The New Old Ways of Self-Help

Elisabeth Lasch-Quinn

Hipster in Stone II (detail), 2014, by Léo Caillard, www.leocaillard.com; courtesy of the artist.

Not only do we collect multiple experiences, but we really wish to be multiple.

The fog comes
on little cat feet.
—“Fog,” Carl Sandburg

In recent years, a new sensibility has tiptoed across the country, pausing on the self-help shelves of bookstore and library and Amazon warehouse before being taken home and curled up with by gentle reader after gentle reader in some cozy reading spot. In novels and advice books alike, to say nothing of the multitudinous offerings on ever-Newer Age spirituality, we hear the half-alluring, half-cloying meow of everyone’s most recently adopted pet theory: mindfulness.

Given previous waves of fascination with yoga and assorted borrowings from Buddhism, whether serious or attenuated, mindfulness is not really all that new. Hardly alone, it must settle in beside a panoply of other pet theories, approaches, and programs, past and present. Given the current omnipresence of self-help guidance, whether you think this panoply necessary armor or just another way of pussyfooting around the business of living is not just a good question. It is the question.

The ubiquity of the self-help infrastructure itself, from personal pursuit to billion-dollar industry, can give a wide hearing to any approach that strikes the right chord at the right moment.

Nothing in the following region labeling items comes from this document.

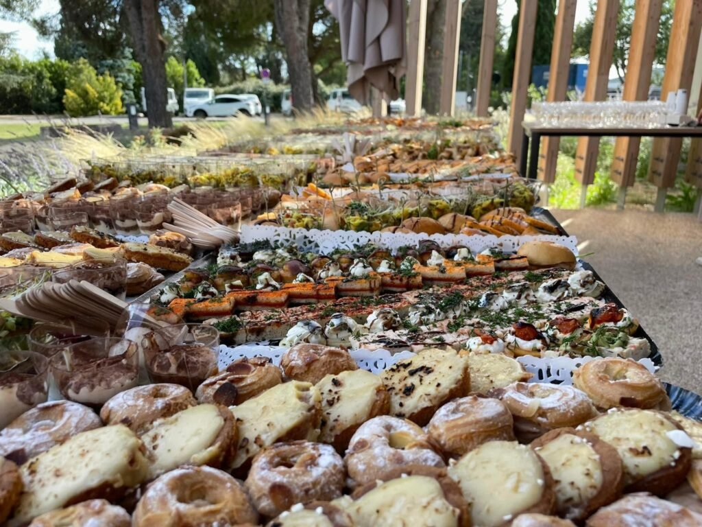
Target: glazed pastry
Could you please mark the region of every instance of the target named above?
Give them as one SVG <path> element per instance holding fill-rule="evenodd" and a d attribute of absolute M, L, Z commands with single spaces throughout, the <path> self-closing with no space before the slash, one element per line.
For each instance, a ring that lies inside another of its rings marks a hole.
<path fill-rule="evenodd" d="M 314 441 L 319 435 L 319 391 L 308 382 L 290 381 L 232 406 L 239 446 L 230 467 L 245 474 L 253 456 L 274 443 Z"/>
<path fill-rule="evenodd" d="M 283 372 L 265 357 L 240 358 L 206 379 L 195 392 L 200 403 L 239 405 L 283 382 Z"/>
<path fill-rule="evenodd" d="M 153 481 L 134 511 L 133 527 L 258 524 L 244 487 L 226 472 L 185 467 Z"/>
<path fill-rule="evenodd" d="M 22 476 L 17 465 L 0 457 L 0 524 L 17 505 L 22 488 Z"/>
<path fill-rule="evenodd" d="M 237 427 L 225 407 L 197 405 L 156 421 L 141 440 L 153 479 L 185 464 L 226 464 L 236 451 Z"/>
<path fill-rule="evenodd" d="M 429 436 L 411 421 L 389 415 L 373 417 L 351 438 L 346 468 L 357 486 L 382 479 L 397 467 L 444 467 Z"/>
<path fill-rule="evenodd" d="M 624 466 L 624 492 L 665 496 L 684 481 L 694 442 L 667 415 L 611 410 L 582 427 L 614 447 Z"/>
<path fill-rule="evenodd" d="M 266 527 L 354 527 L 353 520 L 343 509 L 326 502 L 296 504 Z"/>
<path fill-rule="evenodd" d="M 644 493 L 628 494 L 600 509 L 587 527 L 699 527 L 702 514 Z"/>
<path fill-rule="evenodd" d="M 390 415 L 424 426 L 448 401 L 470 391 L 468 361 L 453 349 L 425 349 L 380 374 L 390 394 Z"/>
<path fill-rule="evenodd" d="M 620 406 L 670 408 L 661 381 L 631 359 L 607 357 L 585 363 L 573 372 L 573 384 L 603 410 Z"/>
<path fill-rule="evenodd" d="M 20 469 L 25 489 L 10 526 L 86 499 L 119 499 L 146 478 L 143 448 L 117 424 L 81 432 L 39 454 Z"/>
<path fill-rule="evenodd" d="M 258 512 L 272 517 L 296 503 L 338 497 L 345 476 L 343 460 L 329 445 L 279 443 L 254 457 L 246 487 Z"/>
<path fill-rule="evenodd" d="M 343 453 L 354 432 L 366 421 L 390 410 L 390 396 L 378 375 L 349 370 L 326 375 L 317 384 L 322 396 L 319 440 Z"/>
<path fill-rule="evenodd" d="M 427 431 L 449 457 L 457 458 L 486 441 L 515 440 L 512 414 L 497 399 L 469 396 L 437 410 Z"/>
<path fill-rule="evenodd" d="M 22 464 L 77 434 L 102 425 L 87 406 L 68 401 L 42 403 L 0 431 L 0 456 Z"/>
<path fill-rule="evenodd" d="M 280 359 L 280 367 L 289 379 L 316 384 L 325 375 L 336 375 L 358 365 L 348 351 L 322 344 L 299 344 Z"/>
<path fill-rule="evenodd" d="M 47 512 L 34 519 L 29 527 L 131 527 L 131 516 L 121 507 L 111 505 L 106 500 L 86 502 Z"/>
<path fill-rule="evenodd" d="M 449 475 L 472 504 L 473 525 L 509 525 L 517 514 L 549 514 L 555 507 L 548 467 L 516 441 L 483 443 L 450 467 Z"/>
<path fill-rule="evenodd" d="M 155 421 L 196 404 L 192 393 L 185 386 L 148 384 L 117 393 L 105 403 L 100 417 L 105 424 L 124 424 L 140 435 Z"/>
<path fill-rule="evenodd" d="M 470 353 L 468 359 L 473 393 L 485 395 L 494 388 L 504 388 L 531 378 L 522 364 L 501 353 Z"/>
<path fill-rule="evenodd" d="M 428 467 L 424 467 L 428 468 Z M 386 482 L 371 481 L 355 493 L 355 501 L 345 500 L 346 510 L 360 527 L 400 523 L 398 515 L 417 526 L 468 527 L 468 504 L 461 489 L 444 470 L 397 474 Z"/>
<path fill-rule="evenodd" d="M 584 520 L 621 495 L 621 459 L 614 447 L 597 436 L 560 428 L 541 436 L 531 447 L 553 476 L 559 516 Z"/>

In “The Power of Positive Publishing: How Self-Help Ate America,” Boris Kachka quotes William Shinker, the former publisher of Gotham Books and the editor who discovered Men Are from Mars, Women Are from Venus: “There isn’t even a category officially called ‘self-help.’”11xBoris Kachka, “The Power of Positive Publishing: How Self-Help Ate America,” New York Magazine, January 6, 2013, 1.